Wilson disease is a neurodegenerative disease of copper metabolism. The genetic defect, localized to chromosome arm 13q, has been shown to affect the copper-transporting adenosine triphosphatase (ATPase) gene (ATP7B) in the liver. Our aim was to study the clinical and laboratory characteristics of 12 children and young adults diagnosed with WD and point out the diagnostic difficulties.

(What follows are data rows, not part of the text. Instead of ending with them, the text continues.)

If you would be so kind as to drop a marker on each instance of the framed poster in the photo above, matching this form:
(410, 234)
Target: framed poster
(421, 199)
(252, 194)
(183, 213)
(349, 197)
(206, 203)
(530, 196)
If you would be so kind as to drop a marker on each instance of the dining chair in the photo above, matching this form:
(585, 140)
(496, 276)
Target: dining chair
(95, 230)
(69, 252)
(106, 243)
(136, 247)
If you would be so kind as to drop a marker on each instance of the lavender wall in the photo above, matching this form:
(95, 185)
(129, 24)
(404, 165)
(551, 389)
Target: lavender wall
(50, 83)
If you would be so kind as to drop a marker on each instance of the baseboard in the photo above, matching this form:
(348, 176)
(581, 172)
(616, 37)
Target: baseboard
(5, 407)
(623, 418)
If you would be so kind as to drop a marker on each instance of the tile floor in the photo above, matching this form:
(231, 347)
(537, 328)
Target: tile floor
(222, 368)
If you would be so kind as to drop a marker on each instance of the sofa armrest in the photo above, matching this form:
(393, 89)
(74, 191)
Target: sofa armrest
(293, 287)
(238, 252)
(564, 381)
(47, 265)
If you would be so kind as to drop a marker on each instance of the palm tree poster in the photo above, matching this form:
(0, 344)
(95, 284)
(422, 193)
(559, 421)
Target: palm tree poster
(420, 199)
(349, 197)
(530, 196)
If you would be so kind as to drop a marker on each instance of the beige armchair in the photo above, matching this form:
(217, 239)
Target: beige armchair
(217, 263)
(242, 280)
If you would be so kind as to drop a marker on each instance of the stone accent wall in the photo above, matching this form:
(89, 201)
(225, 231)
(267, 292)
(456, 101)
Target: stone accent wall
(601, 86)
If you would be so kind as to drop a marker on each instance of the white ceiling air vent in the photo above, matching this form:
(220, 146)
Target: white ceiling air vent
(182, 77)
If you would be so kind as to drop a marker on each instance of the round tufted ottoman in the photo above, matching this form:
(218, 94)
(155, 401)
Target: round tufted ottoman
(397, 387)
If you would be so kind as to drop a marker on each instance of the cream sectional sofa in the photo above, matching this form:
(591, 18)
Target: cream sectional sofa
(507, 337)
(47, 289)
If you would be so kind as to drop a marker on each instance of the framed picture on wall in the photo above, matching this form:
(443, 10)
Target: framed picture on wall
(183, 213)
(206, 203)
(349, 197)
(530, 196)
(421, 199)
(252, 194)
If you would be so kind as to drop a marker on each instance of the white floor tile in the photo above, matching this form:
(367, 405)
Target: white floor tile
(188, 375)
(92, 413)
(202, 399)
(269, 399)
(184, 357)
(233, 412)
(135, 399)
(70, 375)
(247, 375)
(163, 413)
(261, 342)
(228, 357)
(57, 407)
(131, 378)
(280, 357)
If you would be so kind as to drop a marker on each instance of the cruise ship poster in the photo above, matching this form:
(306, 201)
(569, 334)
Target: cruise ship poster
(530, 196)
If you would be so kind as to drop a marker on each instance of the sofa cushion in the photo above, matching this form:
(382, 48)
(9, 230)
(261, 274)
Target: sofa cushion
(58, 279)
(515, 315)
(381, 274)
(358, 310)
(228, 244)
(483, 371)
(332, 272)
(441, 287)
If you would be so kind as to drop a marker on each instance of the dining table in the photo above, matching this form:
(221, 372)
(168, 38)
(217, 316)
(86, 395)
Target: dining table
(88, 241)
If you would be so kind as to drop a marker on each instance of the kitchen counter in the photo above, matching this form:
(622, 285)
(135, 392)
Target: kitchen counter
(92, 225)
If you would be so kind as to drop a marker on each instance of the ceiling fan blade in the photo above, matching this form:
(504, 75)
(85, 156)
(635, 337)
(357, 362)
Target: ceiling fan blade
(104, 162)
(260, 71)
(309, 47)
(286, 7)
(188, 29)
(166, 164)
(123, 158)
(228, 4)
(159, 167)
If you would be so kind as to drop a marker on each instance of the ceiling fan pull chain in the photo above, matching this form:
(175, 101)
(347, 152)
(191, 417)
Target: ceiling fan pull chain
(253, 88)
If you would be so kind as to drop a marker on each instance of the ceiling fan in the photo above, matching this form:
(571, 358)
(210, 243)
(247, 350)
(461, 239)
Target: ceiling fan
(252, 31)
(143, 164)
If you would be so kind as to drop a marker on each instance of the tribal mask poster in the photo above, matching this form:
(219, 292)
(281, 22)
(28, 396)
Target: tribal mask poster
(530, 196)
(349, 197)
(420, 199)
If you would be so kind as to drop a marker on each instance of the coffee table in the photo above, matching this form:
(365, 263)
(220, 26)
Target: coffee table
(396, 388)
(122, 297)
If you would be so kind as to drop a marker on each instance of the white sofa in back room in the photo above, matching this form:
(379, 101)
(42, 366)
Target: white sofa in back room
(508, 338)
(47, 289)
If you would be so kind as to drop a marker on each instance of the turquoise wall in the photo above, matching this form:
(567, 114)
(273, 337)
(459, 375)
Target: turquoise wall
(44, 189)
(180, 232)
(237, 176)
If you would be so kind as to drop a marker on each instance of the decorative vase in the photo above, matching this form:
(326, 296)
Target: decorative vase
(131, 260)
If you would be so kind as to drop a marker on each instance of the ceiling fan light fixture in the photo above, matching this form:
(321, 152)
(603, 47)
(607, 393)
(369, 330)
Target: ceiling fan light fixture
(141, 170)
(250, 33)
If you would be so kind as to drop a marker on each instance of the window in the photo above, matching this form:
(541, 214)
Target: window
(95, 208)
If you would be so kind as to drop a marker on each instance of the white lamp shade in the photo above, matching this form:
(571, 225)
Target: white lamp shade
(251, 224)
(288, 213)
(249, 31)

Material and method: We retrospectively analyzed the patients diagnosed with Wilson's disease between 2001 and 2009 diagnosed in Constanţa County Emergency Hospital. Evaluation included detailed physical examination, conventional laboratory testing, genetic analysis, and liver biopsy.
Results: Patients with hepatic symptoms showed a considerably earlier onset of symptoms and a shorter diagnostic delay before definitive diagnosis than those with neuropsychiatrical symptoms. The mean age at diagnosis was 9.12 +/- 2.59 years (range 5 years-20 years). 10 patients were symptomatic, 6 were referred because of abnormal liver function test results and/or hepatomegaly, 4 had neuropsychiatrical symptoms and 2 received their diagnoses after family screening. Hepatic copper concentration was between 250 and 1200 micrograms/g. 4 patients had liver cirrhosis, five chronic hepatitis and one had massive hepatic necrosis on necropsy. Any person with recurrent hepatic disease and unexplained neurological symptoms should be investigated to have Wilson's disease.
Conclusions: Detection of WD in children and young adults remains very difficult. The most important investigation is liver biopsy with the assessment of liver copper. Genetic analysis may help in doubtful cases.